L'atmosphère philosophique précédant ce changement avait été dominée par l'existentialisme, avec son insistance sur le choix, la situation et l'expérience vécue. Cependant, dans les années 1950 et 1960, ce vocabulaire semblait à de nombreux jeunes penseurs français trop personnel, trop moral et trop centré sur un sujet souverain qui pouvait se tenir à l'écart des structures qui le façonnaient. Dans ce nouveau climat intellectuel, l'anthropologie de Claude Lévi-Strauss, la linguistique de Ferdinand de Saussure, l'analyse structurelle de Roman Jakobson et la relecture de la psychanalyse par Jacques Lacan suggéraient tous une image différente. Le sens ne naissait pas dans un esprit auto-transparent, mais dans des différences, des codes et des règles qui précédaient le sujet parlant. Cela était intellectuellement libérateur et émotionnellement déstabilisant à la fois. Cela déplaçait l'individu du centre de l'explication et rendait visible un monde dans lequel l'être humain est souvent parlé par la langue avant de la parler.
L'université française d'après-guerre a aiguisé cette tension. L'éducation de masse, l'expansion institutionnelle et la turbulence de la décolonisation ont créé une génération de lecteurs qui avaient des raisons de se méfier de l'autorité héritée mais aucun désir de revenir aux anciens humanismes. Dans les amphithéâtres et les salles de séminaire, les étudiants et les jeunes chercheurs pouvaient rencontrer Marx, Freud, Saussure et Hegel au cours de la même semaine. Chacun semblait éclairer une couche différente du même monde : idéologie, répression, langue, histoire. Pourtant, chacun omettait également quelque chose. Marx pouvait expliquer les structures de domination mais pas l'instabilité des textes ; Freud pouvait expliquer la répression mais pas la production historique des normes ; Saussure pouvait expliquer la différence mais pas pourquoi un signe devrait jamais sembler naturel. Ces omissions n'étaient pas de simples détails techniques. Elles étaient les points de pression qui feraient plus tard apparaître le structuralisme comme incomplet de l'intérieur.
Cette incompletude est une des raisons pour lesquelles le terme « post-structuralisme » n'a jamais fonctionné, du moins au début, comme un insigne d'appartenance. C'était une étiquette rétrospective, une commodité pour regrouper des écrivains qui ne partageaient pas un programme unique et résistaient souvent à être fixés sous un tel intitulé. Cette résistance est importante car l'impulsion la plus profonde du mouvement était de se méfier des classifications fixes, y compris celle qui le nommait. C'était moins une école qu'un point de pression partagé. Que se passe-t-il lorsque l'on part de la structure, pour découvrir que les structures sont instables, auto-modifiantes et hantées par ce qu'elles excluent ? La question ne se contentait pas de réviser le structuralisme ; elle exposait le risque caché à l'intérieur du propre succès du structuralisme.
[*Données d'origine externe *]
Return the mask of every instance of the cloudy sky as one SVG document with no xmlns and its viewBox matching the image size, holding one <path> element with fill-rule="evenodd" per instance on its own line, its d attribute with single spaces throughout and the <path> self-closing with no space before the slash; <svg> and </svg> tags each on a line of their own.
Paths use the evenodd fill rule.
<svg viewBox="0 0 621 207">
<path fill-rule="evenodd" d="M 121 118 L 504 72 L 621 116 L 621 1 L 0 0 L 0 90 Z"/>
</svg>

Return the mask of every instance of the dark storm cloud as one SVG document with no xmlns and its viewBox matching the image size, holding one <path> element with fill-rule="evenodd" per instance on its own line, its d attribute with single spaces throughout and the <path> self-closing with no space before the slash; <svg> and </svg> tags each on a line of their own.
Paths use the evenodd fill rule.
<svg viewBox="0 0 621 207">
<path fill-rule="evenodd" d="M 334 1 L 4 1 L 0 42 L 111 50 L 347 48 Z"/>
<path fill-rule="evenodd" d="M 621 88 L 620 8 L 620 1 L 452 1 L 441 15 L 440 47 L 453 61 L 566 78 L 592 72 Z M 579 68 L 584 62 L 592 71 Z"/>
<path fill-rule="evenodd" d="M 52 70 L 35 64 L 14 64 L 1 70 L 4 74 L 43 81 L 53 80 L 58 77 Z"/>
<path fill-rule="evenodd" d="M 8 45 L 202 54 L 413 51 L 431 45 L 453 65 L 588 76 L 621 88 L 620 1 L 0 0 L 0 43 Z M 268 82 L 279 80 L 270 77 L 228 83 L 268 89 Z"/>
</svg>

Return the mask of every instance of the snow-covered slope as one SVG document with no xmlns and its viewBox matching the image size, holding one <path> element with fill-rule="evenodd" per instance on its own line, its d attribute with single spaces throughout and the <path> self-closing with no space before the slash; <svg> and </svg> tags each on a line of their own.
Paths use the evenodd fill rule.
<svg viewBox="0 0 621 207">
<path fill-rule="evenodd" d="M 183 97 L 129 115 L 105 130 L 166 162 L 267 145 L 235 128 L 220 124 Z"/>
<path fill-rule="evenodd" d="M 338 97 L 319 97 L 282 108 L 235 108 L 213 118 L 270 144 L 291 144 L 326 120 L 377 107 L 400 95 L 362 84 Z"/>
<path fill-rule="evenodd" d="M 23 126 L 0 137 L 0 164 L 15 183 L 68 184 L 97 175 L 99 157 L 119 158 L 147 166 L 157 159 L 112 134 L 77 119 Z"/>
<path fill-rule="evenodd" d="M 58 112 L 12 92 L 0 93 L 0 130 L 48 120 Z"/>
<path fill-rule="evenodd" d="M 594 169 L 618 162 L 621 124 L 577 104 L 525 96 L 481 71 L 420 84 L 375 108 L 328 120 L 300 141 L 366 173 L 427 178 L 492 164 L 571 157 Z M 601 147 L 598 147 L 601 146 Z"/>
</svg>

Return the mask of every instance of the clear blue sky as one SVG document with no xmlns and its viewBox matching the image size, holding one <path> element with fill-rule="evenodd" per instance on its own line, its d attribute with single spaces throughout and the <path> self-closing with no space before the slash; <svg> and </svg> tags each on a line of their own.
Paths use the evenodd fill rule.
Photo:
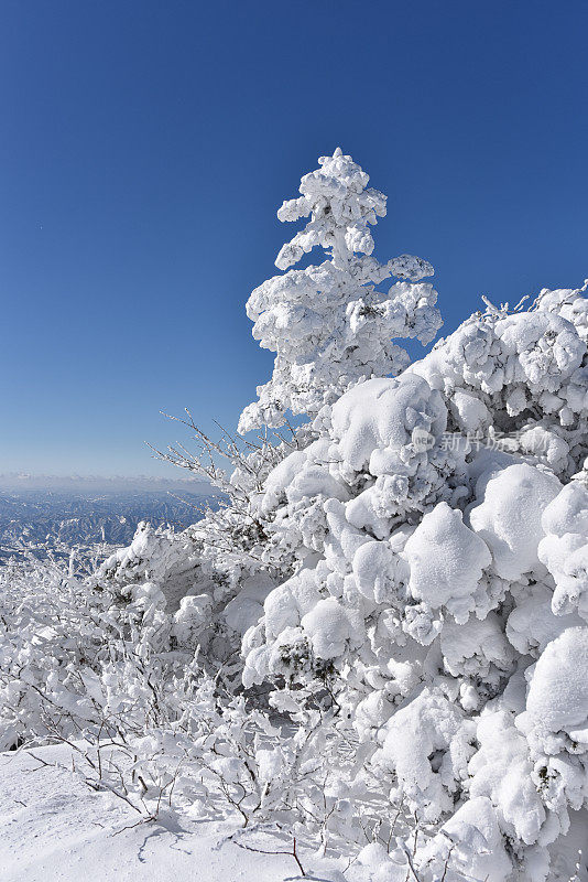
<svg viewBox="0 0 588 882">
<path fill-rule="evenodd" d="M 160 409 L 233 427 L 275 211 L 338 144 L 445 332 L 581 284 L 587 33 L 585 0 L 2 0 L 0 472 L 168 474 Z"/>
</svg>

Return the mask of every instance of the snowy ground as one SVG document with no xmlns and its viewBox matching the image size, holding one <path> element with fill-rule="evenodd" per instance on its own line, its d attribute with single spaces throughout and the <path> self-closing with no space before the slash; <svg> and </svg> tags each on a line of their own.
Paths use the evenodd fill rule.
<svg viewBox="0 0 588 882">
<path fill-rule="evenodd" d="M 75 755 L 67 745 L 0 754 L 2 882 L 302 879 L 291 856 L 259 854 L 232 842 L 219 848 L 231 832 L 226 822 L 164 811 L 156 821 L 133 826 L 137 813 L 119 798 L 90 789 L 79 772 L 73 770 Z M 279 840 L 262 845 L 268 850 L 288 847 Z M 304 854 L 302 859 L 306 878 L 312 880 L 370 879 L 360 867 L 342 875 L 328 862 Z M 322 867 L 317 869 L 317 864 Z"/>
</svg>

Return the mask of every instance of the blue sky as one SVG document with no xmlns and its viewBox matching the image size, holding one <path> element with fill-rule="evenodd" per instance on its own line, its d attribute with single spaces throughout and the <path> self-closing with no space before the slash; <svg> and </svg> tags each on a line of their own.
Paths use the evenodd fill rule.
<svg viewBox="0 0 588 882">
<path fill-rule="evenodd" d="M 160 409 L 235 427 L 275 211 L 338 144 L 444 333 L 581 284 L 587 32 L 584 0 L 3 0 L 0 473 L 170 474 Z"/>
</svg>

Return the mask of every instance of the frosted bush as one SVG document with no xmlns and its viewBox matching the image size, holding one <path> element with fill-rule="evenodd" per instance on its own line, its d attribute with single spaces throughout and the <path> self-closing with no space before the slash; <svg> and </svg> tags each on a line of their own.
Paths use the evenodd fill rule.
<svg viewBox="0 0 588 882">
<path fill-rule="evenodd" d="M 340 709 L 389 810 L 422 820 L 420 879 L 567 879 L 588 828 L 585 294 L 489 304 L 353 386 L 259 496 L 305 549 L 244 636 L 244 682 Z"/>
</svg>

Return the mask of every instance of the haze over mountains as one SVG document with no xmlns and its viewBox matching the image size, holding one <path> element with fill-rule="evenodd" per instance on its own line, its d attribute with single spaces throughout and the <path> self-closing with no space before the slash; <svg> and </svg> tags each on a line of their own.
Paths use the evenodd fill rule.
<svg viewBox="0 0 588 882">
<path fill-rule="evenodd" d="M 24 549 L 127 545 L 137 525 L 184 529 L 215 505 L 203 481 L 165 477 L 0 475 L 0 562 Z"/>
</svg>

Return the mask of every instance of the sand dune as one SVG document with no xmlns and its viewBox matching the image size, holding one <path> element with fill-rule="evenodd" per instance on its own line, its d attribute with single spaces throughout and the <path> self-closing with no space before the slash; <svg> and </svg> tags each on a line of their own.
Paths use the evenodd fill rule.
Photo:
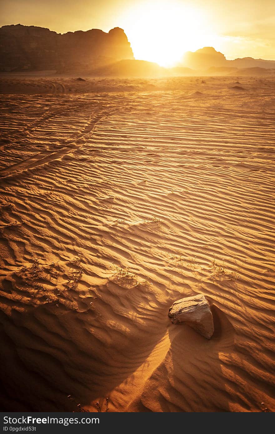
<svg viewBox="0 0 275 434">
<path fill-rule="evenodd" d="M 275 410 L 275 81 L 205 81 L 1 79 L 4 409 Z"/>
</svg>

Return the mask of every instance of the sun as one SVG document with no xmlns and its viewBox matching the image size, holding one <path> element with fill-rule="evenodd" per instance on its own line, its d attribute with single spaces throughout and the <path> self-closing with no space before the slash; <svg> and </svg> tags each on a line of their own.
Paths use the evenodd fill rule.
<svg viewBox="0 0 275 434">
<path fill-rule="evenodd" d="M 136 59 L 175 65 L 183 53 L 204 46 L 205 17 L 182 2 L 139 2 L 120 17 Z"/>
</svg>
Une scène intellectuelle célèbre capture l'humeur avec une clarté inhabituelle. En 1966, à l'Université Johns Hopkins à Baltimore, un symposium a introduit la pensée structuraliste française à un public américain avide de nouveaux outils. Jacques Derrida a donné sa conférence sur « Structure, Signe et Jeu dans le Discours des Sciences Humaines », et l'événement est devenu légendaire non pas parce qu'il annonçait une ligne de parti mais parce qu'il exposait une fissure à l'intérieur de la promesse structuraliste. Les structures, soutenait Derrida, ne se contentent pas de rester là comme des systèmes clos. Elles ont des centres, mais ces centres ne sont pas innocents ; ils organisent le jeu tout en prétendant l'arrêter. La conférence ne déclarait pas tant la mort de la structure que révélait que la structure avait toujours contenu sa propre instabilité. Ce qui semblait cohérent était déjà traversé par des glissements.
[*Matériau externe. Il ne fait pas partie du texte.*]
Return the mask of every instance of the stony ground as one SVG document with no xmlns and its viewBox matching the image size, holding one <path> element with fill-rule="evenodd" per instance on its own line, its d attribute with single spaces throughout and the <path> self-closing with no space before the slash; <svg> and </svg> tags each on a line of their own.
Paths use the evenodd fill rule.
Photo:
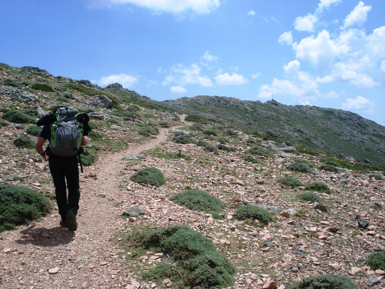
<svg viewBox="0 0 385 289">
<path fill-rule="evenodd" d="M 169 129 L 161 129 L 156 138 L 125 151 L 106 153 L 95 166 L 85 168 L 75 232 L 59 227 L 60 217 L 54 210 L 39 222 L 2 233 L 0 287 L 172 287 L 167 282 L 142 284 L 140 272 L 162 258 L 151 253 L 131 257 L 129 244 L 122 244 L 116 236 L 136 226 L 182 223 L 211 239 L 234 264 L 236 288 L 268 287 L 265 285 L 274 281 L 281 289 L 305 277 L 326 274 L 348 275 L 360 288 L 384 287 L 384 272 L 371 270 L 364 261 L 367 254 L 385 249 L 383 181 L 347 169 L 338 173 L 316 168 L 313 175 L 293 173 L 285 167 L 285 160 L 296 156 L 290 153 L 254 166 L 240 159 L 249 147 L 244 143 L 237 144 L 235 152 L 214 156 L 200 147 L 168 141 Z M 156 147 L 161 152 L 180 150 L 192 160 L 158 158 L 152 150 Z M 145 151 L 147 155 L 141 161 L 122 160 Z M 315 165 L 320 159 L 302 157 Z M 45 165 L 25 165 L 32 171 L 35 167 L 43 170 Z M 143 166 L 160 169 L 167 183 L 157 188 L 129 181 L 133 171 Z M 30 186 L 52 190 L 46 181 L 49 172 L 44 173 L 47 183 L 36 180 Z M 276 181 L 280 176 L 293 175 L 304 184 L 316 181 L 329 186 L 333 193 L 320 194 L 327 212 L 299 200 L 300 188 L 283 187 Z M 221 198 L 226 205 L 224 220 L 213 220 L 168 200 L 187 186 Z M 237 220 L 235 210 L 246 203 L 269 206 L 266 208 L 275 221 L 263 227 Z M 145 214 L 122 217 L 122 212 L 133 205 L 141 207 Z M 357 215 L 370 223 L 367 229 L 358 227 Z M 373 278 L 376 284 L 369 285 Z"/>
</svg>

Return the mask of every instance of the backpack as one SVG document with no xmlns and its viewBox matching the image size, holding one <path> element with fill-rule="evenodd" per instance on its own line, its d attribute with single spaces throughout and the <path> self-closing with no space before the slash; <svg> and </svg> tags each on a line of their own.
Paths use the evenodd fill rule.
<svg viewBox="0 0 385 289">
<path fill-rule="evenodd" d="M 79 111 L 64 107 L 56 110 L 56 120 L 51 125 L 50 148 L 55 155 L 64 156 L 78 154 L 84 131 L 83 124 L 76 119 Z"/>
</svg>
Une autre scène, plus discrète en apparence mais tout aussi conséquente, se trouve dans le développement des premiers travaux de Michel Foucault. Dans Les Mots et les Choses, publié en 1966, Foucault a retracé les conditions historiques sous lesquelles certaines formes de connaissance apparaissent et disparaissent. Le livre ne prétendait pas que la vérité est fausse. Au contraire, il soutenait que ce qui compte comme vérité dépend d'une « épistémè », un champ de relations historiques qui rend certaines affirmations intelligibles et d'autres impossibles. C'était un geste d'enquête au sens le plus large : une enquête sur les conditions sous lesquelles des affirmations peuvent être faites. Cela a déplacé l'attention des idées intemporelles vers les arrangements qui rendent les idées exprimables. Pour les lecteurs attentifs à la méthode du livre, l'implication déstabilisante était que même les catégories par lesquelles le monde est connu ont une histoire, et que cette histoire peut silencieusement réorganiser ce qui semble évident.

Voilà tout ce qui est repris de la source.